Good journalists are risk takers, going wherever their story takes them even if it means into danger.
But today, as Covid-19 rages through the world, danger takes on a new form in the shape of an invisible enemy that could strike anywhere, at any time.
For Azrul Affandi Sobry, a journalist based in Kuala Lumpur, it struck as he was on the line of duty covering the recent state election in Sabah.
He admits that it wasn’t entirely unexpected as the nature of the job entails jostling with others in order to land the story.
But he also confesses that he could have done more to prevent it from happening.
“From the first day I arrived in Sabah and started reporting until the day I returned to KL, I never followed the SOPs,” he told MalaysiaNow.
“There were hundreds of us there, and none of us did.”
In Malaysia alone, the virus has claimed more than 200 lives and infected over 24,000 people.
Azrul is candid about the source of his infection, and while he says he had little choice – “we have to get up close to the people in the story we’re covering” – he is also clear about where he believes the responsibility lies.
“The fault is all mine because I spent time working in crowded areas where everyone abandoned the SOPs in the rush to get their stories.
“Social distancing wasn’t practised by anyone I saw and we didn’t even wear face masks.”
He and other reporters spent time crowding into former Sabah chief minister Shafie Apdal’s home, from where they reported on the excitement of the election.
“I can’t blame the other people squeezed together in that house, only myself,” he added.
Once he had sent his final election story to his editors, he flew from Sabah back to KLIA on Sept 30.

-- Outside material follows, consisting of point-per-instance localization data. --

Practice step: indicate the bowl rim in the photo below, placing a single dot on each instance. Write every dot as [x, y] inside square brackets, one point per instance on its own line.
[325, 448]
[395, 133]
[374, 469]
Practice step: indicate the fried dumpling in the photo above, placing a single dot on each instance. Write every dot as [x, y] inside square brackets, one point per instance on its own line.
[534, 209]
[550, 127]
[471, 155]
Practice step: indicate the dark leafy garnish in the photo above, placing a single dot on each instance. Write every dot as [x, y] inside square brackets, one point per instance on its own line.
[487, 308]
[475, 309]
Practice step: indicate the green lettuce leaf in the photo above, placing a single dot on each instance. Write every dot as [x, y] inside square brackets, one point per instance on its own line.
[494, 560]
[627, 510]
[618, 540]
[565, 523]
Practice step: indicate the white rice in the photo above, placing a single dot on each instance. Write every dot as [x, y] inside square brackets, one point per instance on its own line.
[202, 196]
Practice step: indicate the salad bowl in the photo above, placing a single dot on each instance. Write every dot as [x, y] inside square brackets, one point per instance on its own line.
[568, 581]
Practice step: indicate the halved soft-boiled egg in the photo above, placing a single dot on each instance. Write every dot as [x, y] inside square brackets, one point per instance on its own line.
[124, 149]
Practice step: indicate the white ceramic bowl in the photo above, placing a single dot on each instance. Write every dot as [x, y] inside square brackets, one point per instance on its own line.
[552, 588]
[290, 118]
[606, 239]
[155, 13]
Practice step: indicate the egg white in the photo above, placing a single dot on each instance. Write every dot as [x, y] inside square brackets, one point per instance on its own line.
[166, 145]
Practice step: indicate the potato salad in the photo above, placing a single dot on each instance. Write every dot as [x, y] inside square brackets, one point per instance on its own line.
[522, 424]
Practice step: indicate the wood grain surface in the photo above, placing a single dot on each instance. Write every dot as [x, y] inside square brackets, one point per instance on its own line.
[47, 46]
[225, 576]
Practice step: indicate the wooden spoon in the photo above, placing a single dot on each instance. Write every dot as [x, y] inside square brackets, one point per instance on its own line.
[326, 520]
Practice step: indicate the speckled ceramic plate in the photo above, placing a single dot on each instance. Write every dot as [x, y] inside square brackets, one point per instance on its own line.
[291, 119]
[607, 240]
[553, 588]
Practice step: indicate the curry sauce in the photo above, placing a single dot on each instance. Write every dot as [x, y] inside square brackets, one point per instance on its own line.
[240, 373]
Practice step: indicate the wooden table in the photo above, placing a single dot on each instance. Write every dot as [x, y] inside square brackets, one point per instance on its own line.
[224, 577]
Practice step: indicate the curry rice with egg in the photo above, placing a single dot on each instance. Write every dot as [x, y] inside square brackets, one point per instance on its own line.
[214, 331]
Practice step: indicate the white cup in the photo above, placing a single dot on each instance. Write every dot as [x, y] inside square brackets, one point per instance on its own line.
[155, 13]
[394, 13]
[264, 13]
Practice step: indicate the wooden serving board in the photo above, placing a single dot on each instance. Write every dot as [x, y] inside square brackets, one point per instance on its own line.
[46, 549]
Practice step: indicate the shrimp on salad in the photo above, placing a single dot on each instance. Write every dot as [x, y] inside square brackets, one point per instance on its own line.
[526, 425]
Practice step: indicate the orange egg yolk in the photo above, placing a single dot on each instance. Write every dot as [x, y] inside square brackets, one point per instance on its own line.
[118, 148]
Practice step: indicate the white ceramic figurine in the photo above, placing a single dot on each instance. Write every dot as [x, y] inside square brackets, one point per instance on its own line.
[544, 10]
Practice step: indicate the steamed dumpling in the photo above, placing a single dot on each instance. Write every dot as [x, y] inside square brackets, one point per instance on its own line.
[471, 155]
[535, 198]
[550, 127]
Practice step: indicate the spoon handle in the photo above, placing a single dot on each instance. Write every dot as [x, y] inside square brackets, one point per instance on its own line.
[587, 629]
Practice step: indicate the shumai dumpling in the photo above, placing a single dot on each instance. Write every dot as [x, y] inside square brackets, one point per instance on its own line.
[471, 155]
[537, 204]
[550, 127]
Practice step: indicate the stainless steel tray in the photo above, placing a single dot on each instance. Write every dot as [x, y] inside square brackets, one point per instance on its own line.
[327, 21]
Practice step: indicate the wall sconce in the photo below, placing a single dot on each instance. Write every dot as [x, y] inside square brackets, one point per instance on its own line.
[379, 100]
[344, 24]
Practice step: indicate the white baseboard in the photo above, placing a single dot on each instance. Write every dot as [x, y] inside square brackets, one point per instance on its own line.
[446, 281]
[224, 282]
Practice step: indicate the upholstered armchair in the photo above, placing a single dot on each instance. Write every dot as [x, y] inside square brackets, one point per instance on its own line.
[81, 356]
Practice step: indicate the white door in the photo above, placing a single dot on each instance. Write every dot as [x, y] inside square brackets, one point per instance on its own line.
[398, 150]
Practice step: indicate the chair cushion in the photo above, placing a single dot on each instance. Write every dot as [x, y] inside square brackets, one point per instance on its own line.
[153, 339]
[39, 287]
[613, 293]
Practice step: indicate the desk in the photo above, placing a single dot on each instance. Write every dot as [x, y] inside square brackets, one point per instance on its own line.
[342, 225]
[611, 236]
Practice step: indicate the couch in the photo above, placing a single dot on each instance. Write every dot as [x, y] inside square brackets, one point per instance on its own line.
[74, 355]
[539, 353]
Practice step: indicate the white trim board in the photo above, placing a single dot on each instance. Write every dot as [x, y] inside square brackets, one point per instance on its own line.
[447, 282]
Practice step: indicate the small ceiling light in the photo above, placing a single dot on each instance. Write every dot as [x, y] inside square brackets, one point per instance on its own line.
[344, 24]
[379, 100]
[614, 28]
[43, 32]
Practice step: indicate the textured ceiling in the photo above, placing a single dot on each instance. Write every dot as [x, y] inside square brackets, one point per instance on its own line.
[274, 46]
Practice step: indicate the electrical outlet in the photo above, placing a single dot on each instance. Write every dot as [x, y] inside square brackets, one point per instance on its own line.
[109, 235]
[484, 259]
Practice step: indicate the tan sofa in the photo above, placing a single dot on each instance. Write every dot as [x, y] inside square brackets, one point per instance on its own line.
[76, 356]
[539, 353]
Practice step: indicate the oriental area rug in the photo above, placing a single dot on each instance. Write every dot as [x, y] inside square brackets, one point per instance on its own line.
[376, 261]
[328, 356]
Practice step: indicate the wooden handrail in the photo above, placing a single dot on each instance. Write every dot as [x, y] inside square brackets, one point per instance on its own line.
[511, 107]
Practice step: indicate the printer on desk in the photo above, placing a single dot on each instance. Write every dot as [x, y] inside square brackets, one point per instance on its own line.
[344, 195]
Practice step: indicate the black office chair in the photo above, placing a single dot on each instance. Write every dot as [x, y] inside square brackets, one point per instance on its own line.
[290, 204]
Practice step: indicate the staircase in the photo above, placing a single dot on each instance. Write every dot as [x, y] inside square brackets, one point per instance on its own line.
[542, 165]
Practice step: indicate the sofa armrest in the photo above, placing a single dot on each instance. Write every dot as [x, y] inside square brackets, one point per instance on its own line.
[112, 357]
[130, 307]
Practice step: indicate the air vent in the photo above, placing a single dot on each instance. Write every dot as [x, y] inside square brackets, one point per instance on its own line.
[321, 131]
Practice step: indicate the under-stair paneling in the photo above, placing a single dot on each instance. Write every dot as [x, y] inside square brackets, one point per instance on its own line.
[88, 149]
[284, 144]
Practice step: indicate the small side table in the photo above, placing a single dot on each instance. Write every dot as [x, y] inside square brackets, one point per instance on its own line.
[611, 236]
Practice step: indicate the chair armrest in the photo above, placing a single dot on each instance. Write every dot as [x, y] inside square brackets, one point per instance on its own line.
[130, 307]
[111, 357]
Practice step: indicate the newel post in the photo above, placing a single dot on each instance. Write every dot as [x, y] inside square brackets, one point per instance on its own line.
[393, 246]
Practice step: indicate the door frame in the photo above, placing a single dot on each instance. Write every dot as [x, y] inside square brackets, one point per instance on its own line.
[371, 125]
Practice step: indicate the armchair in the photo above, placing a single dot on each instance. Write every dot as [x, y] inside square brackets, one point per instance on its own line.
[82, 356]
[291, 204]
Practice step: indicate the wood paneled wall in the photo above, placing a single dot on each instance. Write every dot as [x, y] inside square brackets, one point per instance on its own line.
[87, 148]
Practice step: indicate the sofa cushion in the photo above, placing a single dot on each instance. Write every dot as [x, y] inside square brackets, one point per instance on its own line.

“I spent time working in crowded areas where everyone abandoned the SOPs in the rush to get their stories.”
On arrival, all passengers were swab tested. Health workers attached a pink bracelet to his wrist, and he was ordered to self-quarantine for 14 days. His swab came up negative, so he left the airport and went home in a cheerful mood, confident that everything would be fine.
But the next morning when he woke up, Azrul felt some ominous changes coming over him. He felt his first stirrings of unease.
As the day progressed he began to feel weak and cough continuously but he dared not leave the house to get treatment or medication because he was still wearing the pink bracelet.
He began to suspect the worst.
“On the third day after getting back from Sabah, I started to feel terrible with a horrible cough and bouts of dizziness so I called the Kajang hospital emergency department because now I was frightened and wanted to know what I should do.”
He encountered difficulties dealing with the hospital so he contacted health director-general Dr Noor Hisham Abdullah and soon found himself in Sungai Buloh hospital where he was given emergency treatment, warded, and tested.
The next day his test results came back. They confirmed he was positive for Covid-19.
Healthcare professionals quarantined him there and then. He spent over a week moving between three different wards as beds became scarce in the grip of a new local wave.
On day 8, he still tested positive but was told he was no longer contagious and so would not spread the virus. He just needed time for his immune system to heal him.
Due to the growing influx of Covid-19 cases in Klang Valley hospitals, patients were being allowed to return home after their 10th day if they did not exhibit severe symptoms.
“If the patients seemed healthy, they were allowed to go home. In fact, after a week in the hospital just about everyone in the isolation wards was actually fit; most of us were even able to run,” he said.
On day 8, he was discharged to allow room for the rush of new patients. He went home to recuperate.
Before his bout with the illness, Azrul was known to his Facebook followers as “cikgu Covid” or Covid teacher, as he often shared advice and tips on how to avoid getting infected.
Now he is able to advise his followers from first-hand experience.
His advice now is not so much how to avoid getting infected any more, as how to react to being around recovered Covid-19 victims.
“Paranoid people are always afraid of Covid-19 patients,” he said. “They see us like rabid dogs they shouldn’t go near. Even some of my friends are like that.
“I want people to try to remember that Covid is not the only dangerous infectious disease out there. All viruses can spread. Influenza is also a killer. But people now see Covid as the only dangerous thing you can catch. Recovering patients are often avoided by everyone and there’s absolutely no need for that.”